Thanks to Liberator Collective member Gareth Epps, who (via Mark Pack) spotted an article by Professor Simon Wren-Lewis on his blog mainly macro. Wren-Lewis explains why Nick Clegg’s economics motion at this September’s Liberal Democrat conference is wrong-headed. He summarises the motion as asserting that:
...the best thing that has happened to the UK economy recently has been that the deficit has come down. The message seems clear: reduction of the budget deficit is the number one priority and all else has to be subsumed to that.
Now you might in Clegg’s defense say that he has to put it this way, as he has been part of a government which has made deficit reduction the overriding priority. I think that is simply wrong. He could say instead that the focus on deficit reduction was appropriate given all the uncertainty as the Eurozone crisis broke. However now it is clear that this was a crisis specific to the Eurozone, and with interest rates on UK borrowing really low and likely to stay there, the UK can make reducing unemployment the priority, while still of course operating a prudent fiscal policy in the longer term. In other words, he could begin to de-prioritise deficit reduction. The fact that he chooses to do the complete opposite suggests he is content to see fiscal policy as an extension of household financial management. We will see in September whether the Party as a whole is happy to follow its leader in ignoring 80 years of macroeconomic analysis.
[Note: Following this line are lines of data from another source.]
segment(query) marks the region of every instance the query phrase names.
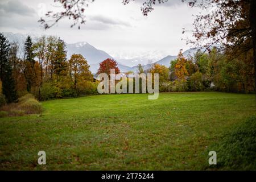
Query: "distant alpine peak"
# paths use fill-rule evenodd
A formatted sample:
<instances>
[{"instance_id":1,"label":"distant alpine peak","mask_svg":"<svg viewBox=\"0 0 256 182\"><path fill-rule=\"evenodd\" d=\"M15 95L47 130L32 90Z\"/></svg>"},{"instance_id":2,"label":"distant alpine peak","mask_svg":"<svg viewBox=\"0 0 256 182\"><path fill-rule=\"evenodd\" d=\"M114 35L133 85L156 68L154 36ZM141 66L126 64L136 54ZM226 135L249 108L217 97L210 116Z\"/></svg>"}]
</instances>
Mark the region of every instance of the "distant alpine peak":
<instances>
[{"instance_id":1,"label":"distant alpine peak","mask_svg":"<svg viewBox=\"0 0 256 182\"><path fill-rule=\"evenodd\" d=\"M86 42L79 42L75 44L76 47L83 47L86 44L89 44Z\"/></svg>"}]
</instances>

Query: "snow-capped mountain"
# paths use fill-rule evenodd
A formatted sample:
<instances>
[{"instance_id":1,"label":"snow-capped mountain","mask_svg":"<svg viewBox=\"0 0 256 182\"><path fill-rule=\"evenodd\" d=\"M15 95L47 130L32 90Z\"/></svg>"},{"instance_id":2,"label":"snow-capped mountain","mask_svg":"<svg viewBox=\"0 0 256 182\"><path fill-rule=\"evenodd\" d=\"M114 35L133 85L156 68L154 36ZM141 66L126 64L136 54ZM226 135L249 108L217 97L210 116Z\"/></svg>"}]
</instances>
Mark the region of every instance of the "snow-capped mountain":
<instances>
[{"instance_id":1,"label":"snow-capped mountain","mask_svg":"<svg viewBox=\"0 0 256 182\"><path fill-rule=\"evenodd\" d=\"M32 34L24 35L4 32L3 34L8 39L10 43L16 42L18 43L20 49L19 55L20 55L20 57L23 57L24 43L27 36L30 35L34 42L36 40L36 38L40 36L39 35ZM86 42L80 42L73 44L66 43L66 45L68 59L73 53L82 55L90 65L90 70L92 73L97 72L100 67L99 63L100 62L108 58L113 59L112 56L106 52L97 49ZM127 67L122 63L118 62L118 68L121 72L126 72L130 68L129 67Z\"/></svg>"},{"instance_id":2,"label":"snow-capped mountain","mask_svg":"<svg viewBox=\"0 0 256 182\"><path fill-rule=\"evenodd\" d=\"M23 35L5 32L3 34L9 39L10 43L14 42L18 44L20 47L20 57L22 57L22 54L24 52L24 43L27 36L30 35L33 41L35 41L36 38L40 36L40 35L32 34ZM97 49L86 42L66 44L66 45L68 59L73 53L81 54L88 61L90 66L90 70L93 73L97 72L100 67L100 63L108 58L117 60L120 71L122 72L125 72L129 71L137 72L138 64L144 65L144 69L150 68L154 63L158 63L169 67L170 61L177 57L177 56L168 55L162 58L163 53L160 51L148 52L147 53L147 52L142 53L141 55L133 57L129 56L128 54L122 52L118 55L113 53L112 56L106 52ZM183 53L185 57L187 57L189 55L193 56L197 49L197 48L191 48L183 52Z\"/></svg>"},{"instance_id":3,"label":"snow-capped mountain","mask_svg":"<svg viewBox=\"0 0 256 182\"><path fill-rule=\"evenodd\" d=\"M68 49L68 57L70 57L73 53L80 53L85 57L90 65L100 63L108 58L113 59L106 52L97 49L86 42L67 44L67 48Z\"/></svg>"}]
</instances>

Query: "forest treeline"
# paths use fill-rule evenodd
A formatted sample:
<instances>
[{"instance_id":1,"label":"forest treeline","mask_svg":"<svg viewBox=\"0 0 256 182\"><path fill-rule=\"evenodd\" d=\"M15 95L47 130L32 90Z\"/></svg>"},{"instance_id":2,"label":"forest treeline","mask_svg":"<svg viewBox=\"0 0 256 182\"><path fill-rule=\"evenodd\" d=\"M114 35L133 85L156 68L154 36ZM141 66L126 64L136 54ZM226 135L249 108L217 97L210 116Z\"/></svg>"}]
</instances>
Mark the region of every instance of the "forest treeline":
<instances>
[{"instance_id":1,"label":"forest treeline","mask_svg":"<svg viewBox=\"0 0 256 182\"><path fill-rule=\"evenodd\" d=\"M3 34L0 43L1 105L18 101L27 93L40 101L97 94L98 81L93 80L86 57L73 54L68 59L63 40L42 36L33 42L28 36L23 57L18 56L18 45L9 43ZM98 73L109 73L111 68L119 72L115 61L102 61ZM209 52L198 51L187 58L180 51L169 68L155 64L144 70L139 64L137 72L159 73L160 92L255 90L252 51L234 59L216 48Z\"/></svg>"}]
</instances>

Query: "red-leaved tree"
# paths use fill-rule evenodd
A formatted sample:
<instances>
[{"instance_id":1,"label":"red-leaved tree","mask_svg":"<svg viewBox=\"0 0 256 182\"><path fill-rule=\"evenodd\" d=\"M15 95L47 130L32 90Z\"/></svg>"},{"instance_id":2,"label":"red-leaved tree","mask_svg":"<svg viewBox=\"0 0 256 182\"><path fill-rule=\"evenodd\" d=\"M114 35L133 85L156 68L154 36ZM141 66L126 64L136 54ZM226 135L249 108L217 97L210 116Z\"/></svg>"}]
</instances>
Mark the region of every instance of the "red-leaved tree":
<instances>
[{"instance_id":1,"label":"red-leaved tree","mask_svg":"<svg viewBox=\"0 0 256 182\"><path fill-rule=\"evenodd\" d=\"M120 71L117 67L117 61L112 59L108 58L100 63L100 68L98 68L97 73L105 73L109 76L110 75L110 69L114 69L115 74L120 73Z\"/></svg>"}]
</instances>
So the conference will be faced with a choice between Clegg’s Tory-lite folk wisdom or intelligent macroeconomic analysis. If ever there were a case for delivering a humiliating defeat to the leader, this is it.

1 comment:

  1. If I have one criticism of this Liberatory blog post it is that you quote the criticism of the motion without also quoting the very interesting alternative Simon Wren-Lewis suggests - more borrowing for investment when borrowing is cheap.